Jak czytamy w piśmie, o którym na najbliższej sesji Rady Miejskiej będą dyskutować radni, "zatrudniona w ramach umowy o pracę w obydwu tych podmiotach pani (...) zgodnie z przedłożoną ewidencją czasu pracy, wykonywała pracę w tym samym czasie zarówno w jednym jak i w drugim podmiocie".
Dotyczyło to różnych okresów czasu w 2022 r. W piśmie wymieniono 18-22 i 25-29 lipca, 1-5, 8-11, 17-19, 22-26 i 29-31 sierpnia oraz 1-2, 5-9, 12-16, 19-23 i 26-30 września. W tych dniach w obydwu placówkach jednocześnie "pracownica wykonywała pracę przez kilkadziesiąt minut".

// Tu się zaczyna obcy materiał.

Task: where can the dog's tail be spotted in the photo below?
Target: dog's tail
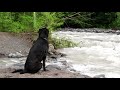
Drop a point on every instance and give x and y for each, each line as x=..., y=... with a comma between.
x=19, y=70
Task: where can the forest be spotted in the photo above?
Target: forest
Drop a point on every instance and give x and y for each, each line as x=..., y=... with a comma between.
x=31, y=21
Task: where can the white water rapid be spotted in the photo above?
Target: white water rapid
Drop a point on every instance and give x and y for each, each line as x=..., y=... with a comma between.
x=97, y=53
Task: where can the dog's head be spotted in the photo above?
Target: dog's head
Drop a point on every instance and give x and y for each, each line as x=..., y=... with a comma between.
x=43, y=32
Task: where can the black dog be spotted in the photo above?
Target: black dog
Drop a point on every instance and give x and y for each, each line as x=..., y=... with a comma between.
x=37, y=53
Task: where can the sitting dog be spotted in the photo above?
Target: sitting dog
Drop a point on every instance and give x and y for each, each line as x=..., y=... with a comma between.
x=37, y=53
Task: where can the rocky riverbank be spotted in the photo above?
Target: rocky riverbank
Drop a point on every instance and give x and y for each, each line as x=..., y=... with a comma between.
x=94, y=30
x=13, y=53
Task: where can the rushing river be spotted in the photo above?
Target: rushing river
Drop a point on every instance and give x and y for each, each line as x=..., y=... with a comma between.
x=97, y=53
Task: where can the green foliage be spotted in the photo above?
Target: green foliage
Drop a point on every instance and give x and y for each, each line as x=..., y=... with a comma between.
x=62, y=43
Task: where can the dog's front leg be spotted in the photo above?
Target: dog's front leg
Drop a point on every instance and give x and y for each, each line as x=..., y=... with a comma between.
x=44, y=58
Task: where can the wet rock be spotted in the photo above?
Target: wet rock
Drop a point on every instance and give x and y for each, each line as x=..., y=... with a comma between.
x=15, y=55
x=118, y=32
x=99, y=76
x=53, y=67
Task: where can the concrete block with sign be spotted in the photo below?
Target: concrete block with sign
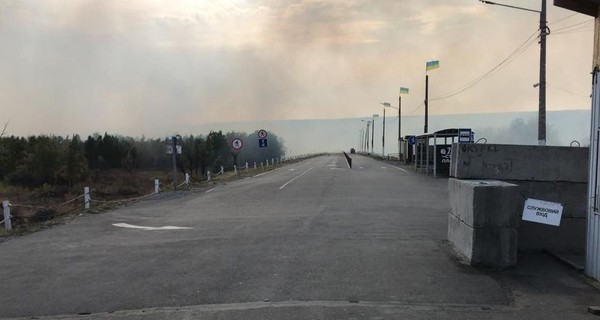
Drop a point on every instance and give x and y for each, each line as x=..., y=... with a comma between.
x=170, y=149
x=517, y=162
x=483, y=221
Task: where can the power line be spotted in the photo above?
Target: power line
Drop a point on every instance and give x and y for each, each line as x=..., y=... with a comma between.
x=564, y=18
x=574, y=25
x=524, y=46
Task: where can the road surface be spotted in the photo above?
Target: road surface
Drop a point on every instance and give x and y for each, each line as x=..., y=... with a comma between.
x=311, y=240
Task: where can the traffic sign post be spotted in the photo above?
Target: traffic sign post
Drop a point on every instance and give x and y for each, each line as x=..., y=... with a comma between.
x=237, y=144
x=262, y=138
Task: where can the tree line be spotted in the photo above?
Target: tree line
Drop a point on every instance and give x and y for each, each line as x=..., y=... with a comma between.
x=54, y=160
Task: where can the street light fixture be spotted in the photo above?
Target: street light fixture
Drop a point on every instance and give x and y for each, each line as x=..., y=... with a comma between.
x=367, y=133
x=544, y=31
x=384, y=104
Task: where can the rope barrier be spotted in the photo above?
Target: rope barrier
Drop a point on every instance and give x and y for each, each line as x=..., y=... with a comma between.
x=122, y=200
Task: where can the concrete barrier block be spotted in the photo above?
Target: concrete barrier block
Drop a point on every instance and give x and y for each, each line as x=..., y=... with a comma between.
x=484, y=203
x=485, y=247
x=520, y=162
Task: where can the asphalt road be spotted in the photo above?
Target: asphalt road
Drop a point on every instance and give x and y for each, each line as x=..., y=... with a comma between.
x=311, y=240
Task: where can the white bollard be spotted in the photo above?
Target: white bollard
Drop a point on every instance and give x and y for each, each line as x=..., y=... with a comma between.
x=7, y=224
x=86, y=198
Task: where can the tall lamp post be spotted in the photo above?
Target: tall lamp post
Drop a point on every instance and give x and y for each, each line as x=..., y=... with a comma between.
x=403, y=90
x=373, y=131
x=544, y=31
x=385, y=104
x=367, y=134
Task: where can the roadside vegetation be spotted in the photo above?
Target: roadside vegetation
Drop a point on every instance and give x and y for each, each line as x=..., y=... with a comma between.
x=39, y=172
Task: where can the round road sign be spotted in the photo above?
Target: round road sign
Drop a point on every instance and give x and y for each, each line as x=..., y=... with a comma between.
x=237, y=144
x=262, y=133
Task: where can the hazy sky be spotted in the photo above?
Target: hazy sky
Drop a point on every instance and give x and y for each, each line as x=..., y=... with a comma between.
x=146, y=67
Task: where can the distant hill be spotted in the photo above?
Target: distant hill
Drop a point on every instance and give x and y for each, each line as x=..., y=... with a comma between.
x=319, y=135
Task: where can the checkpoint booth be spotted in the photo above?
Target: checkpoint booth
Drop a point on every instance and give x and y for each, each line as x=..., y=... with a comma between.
x=432, y=153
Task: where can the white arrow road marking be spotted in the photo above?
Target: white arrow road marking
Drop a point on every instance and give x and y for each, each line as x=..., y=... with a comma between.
x=303, y=173
x=130, y=226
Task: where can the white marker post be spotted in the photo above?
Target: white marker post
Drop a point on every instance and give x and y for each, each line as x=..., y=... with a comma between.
x=7, y=224
x=86, y=198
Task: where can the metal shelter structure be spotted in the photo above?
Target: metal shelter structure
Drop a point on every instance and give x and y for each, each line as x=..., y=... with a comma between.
x=432, y=152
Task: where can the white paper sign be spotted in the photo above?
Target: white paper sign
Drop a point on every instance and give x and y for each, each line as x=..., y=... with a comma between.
x=541, y=211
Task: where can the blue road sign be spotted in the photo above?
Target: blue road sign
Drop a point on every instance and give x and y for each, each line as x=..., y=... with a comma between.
x=262, y=143
x=465, y=136
x=412, y=140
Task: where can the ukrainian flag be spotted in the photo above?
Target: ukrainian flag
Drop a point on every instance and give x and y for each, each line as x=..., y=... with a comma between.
x=432, y=65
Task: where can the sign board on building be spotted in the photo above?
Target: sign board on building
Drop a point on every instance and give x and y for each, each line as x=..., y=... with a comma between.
x=412, y=140
x=170, y=149
x=465, y=136
x=262, y=134
x=262, y=143
x=541, y=211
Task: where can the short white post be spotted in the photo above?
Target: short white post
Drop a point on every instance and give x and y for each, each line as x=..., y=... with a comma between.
x=86, y=198
x=6, y=206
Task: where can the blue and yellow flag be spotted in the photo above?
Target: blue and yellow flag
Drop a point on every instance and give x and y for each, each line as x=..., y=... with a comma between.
x=432, y=65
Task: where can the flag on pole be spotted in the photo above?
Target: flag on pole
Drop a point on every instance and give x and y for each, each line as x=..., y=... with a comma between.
x=432, y=65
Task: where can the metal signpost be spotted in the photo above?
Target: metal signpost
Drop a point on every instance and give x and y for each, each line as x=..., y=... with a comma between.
x=262, y=138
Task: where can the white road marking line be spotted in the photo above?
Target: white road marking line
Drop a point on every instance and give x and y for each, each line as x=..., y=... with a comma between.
x=303, y=173
x=130, y=226
x=399, y=169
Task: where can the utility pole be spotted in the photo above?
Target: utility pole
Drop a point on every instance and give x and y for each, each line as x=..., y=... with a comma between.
x=174, y=146
x=544, y=31
x=426, y=100
x=542, y=99
x=383, y=135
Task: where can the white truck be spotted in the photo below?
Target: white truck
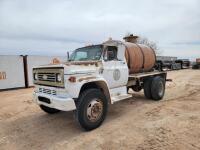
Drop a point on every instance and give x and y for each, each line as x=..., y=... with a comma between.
x=94, y=77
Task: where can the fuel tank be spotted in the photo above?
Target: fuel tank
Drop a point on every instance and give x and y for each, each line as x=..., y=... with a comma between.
x=140, y=58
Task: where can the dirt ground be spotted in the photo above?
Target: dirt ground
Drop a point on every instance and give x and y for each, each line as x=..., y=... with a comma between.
x=137, y=123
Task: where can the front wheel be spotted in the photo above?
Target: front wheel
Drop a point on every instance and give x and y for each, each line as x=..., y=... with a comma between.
x=91, y=109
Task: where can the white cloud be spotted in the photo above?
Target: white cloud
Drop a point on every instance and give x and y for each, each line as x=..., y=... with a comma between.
x=48, y=26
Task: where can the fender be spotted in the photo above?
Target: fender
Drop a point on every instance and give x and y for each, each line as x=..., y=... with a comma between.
x=84, y=82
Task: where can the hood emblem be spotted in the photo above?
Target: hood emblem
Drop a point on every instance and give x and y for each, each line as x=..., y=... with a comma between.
x=44, y=77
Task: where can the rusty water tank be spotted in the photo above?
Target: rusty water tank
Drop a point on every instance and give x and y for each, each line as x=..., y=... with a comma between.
x=140, y=58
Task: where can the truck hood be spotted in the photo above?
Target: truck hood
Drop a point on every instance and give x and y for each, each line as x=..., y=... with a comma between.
x=86, y=67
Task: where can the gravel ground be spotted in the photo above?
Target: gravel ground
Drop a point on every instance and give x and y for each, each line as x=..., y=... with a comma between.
x=136, y=123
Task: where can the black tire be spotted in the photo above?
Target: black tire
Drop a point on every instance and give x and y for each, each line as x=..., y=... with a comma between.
x=157, y=88
x=147, y=88
x=83, y=103
x=49, y=110
x=136, y=88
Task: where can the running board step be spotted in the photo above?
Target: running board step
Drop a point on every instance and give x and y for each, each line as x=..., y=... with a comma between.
x=120, y=97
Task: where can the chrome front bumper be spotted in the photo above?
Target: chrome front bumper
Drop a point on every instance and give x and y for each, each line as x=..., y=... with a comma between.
x=65, y=104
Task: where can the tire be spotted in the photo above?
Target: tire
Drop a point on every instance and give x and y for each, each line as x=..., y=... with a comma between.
x=91, y=100
x=136, y=88
x=147, y=88
x=157, y=88
x=49, y=110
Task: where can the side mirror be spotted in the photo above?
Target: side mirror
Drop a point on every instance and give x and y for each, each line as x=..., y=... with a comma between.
x=67, y=55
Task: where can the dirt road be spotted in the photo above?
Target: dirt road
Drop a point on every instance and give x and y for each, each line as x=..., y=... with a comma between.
x=137, y=123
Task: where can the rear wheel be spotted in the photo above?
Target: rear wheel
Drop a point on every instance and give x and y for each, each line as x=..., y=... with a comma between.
x=49, y=110
x=157, y=88
x=91, y=109
x=147, y=88
x=136, y=88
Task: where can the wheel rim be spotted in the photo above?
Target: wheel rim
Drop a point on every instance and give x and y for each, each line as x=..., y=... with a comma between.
x=161, y=89
x=94, y=110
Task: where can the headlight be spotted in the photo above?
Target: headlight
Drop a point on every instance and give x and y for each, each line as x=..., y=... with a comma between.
x=35, y=76
x=59, y=77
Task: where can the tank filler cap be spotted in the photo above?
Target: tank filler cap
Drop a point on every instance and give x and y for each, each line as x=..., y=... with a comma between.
x=131, y=38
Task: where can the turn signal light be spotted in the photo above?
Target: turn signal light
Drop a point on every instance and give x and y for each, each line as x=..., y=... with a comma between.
x=72, y=79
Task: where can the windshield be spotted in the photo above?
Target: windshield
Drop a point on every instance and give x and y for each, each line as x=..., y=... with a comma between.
x=87, y=53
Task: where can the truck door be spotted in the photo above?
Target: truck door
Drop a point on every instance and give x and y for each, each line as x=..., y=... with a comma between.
x=115, y=69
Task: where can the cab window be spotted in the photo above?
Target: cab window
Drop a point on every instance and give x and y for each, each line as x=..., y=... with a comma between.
x=111, y=53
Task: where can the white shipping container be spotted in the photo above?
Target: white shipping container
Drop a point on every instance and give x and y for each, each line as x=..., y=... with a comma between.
x=11, y=72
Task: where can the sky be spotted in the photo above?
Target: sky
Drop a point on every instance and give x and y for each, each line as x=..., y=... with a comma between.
x=53, y=27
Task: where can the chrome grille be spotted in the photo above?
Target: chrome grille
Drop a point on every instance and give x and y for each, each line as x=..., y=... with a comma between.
x=51, y=77
x=48, y=76
x=47, y=91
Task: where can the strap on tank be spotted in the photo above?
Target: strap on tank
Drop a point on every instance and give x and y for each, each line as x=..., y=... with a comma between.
x=142, y=55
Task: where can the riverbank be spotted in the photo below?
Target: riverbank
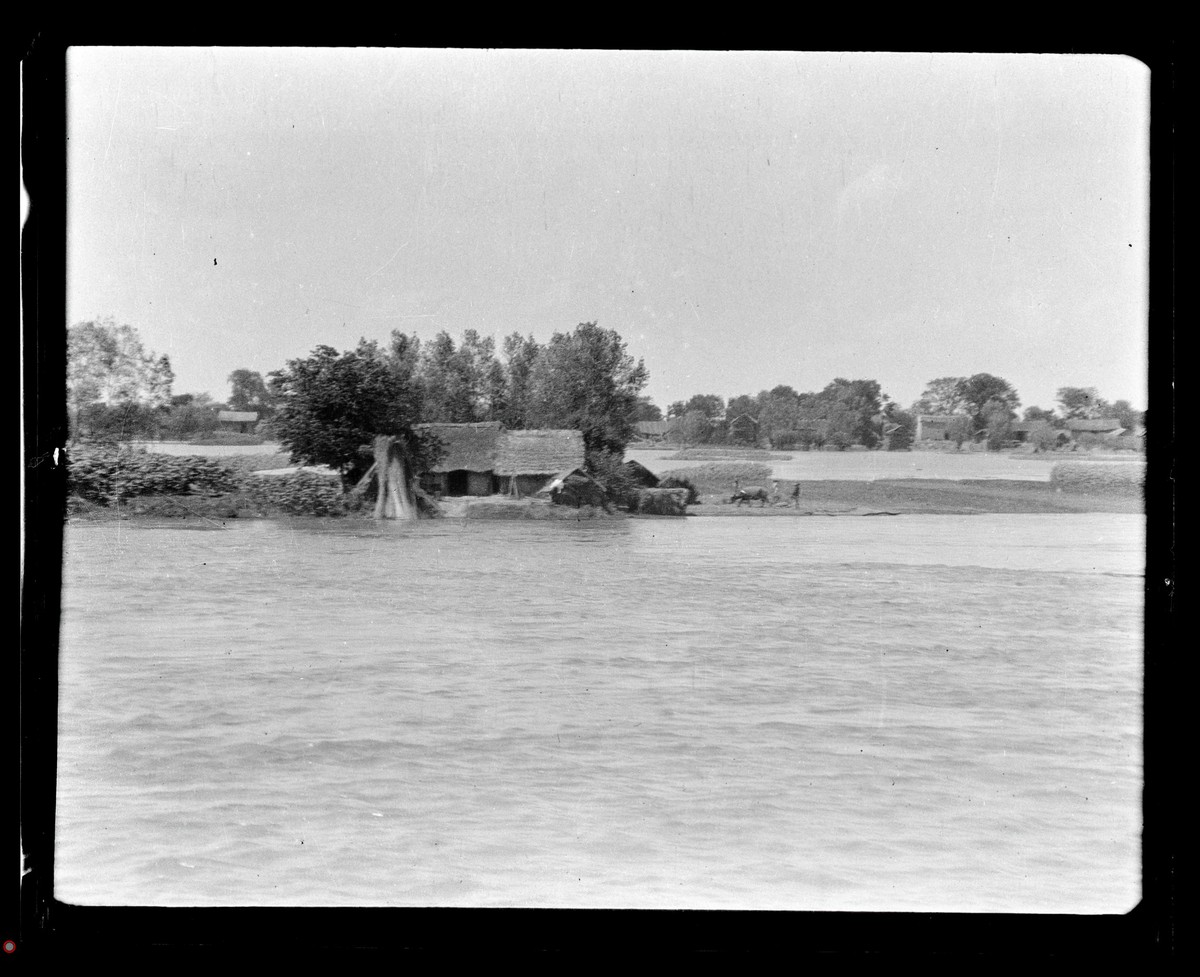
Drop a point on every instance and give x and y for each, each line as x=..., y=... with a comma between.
x=924, y=497
x=817, y=498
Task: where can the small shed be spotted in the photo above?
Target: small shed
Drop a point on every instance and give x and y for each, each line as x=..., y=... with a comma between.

W czwartkowej Porannej Rozmowie Radia Rekord i Telewizji Dami do tej sprawy odniósł się Jerzy Zawodnik, wiceprezydent Radomia. - Trzeba byłoby zaprosić przedstawiciela Państwowej Inspekcji Pracy i jego zapytać o co chodzi. Sytuacja jest niezwykle dziwna i tajemnicza. Kontrola w pogotowiu i szpitalu została przeprowadzona, zalecenia zostały wprowadzone, a później tego samego dnia albo następnego wychodzi inne pismo do Rady Miejskiej, która nie jest pracodawcą dla danej osoby. Czas pracy jednego z pracowników w szpitalu i w pogotowiu pokrywał się. Trzeba jednak zaznaczyć, że swoje obowiązki ta osoba wykonuje bardzo dobrze - tłumaczył Zawodnik.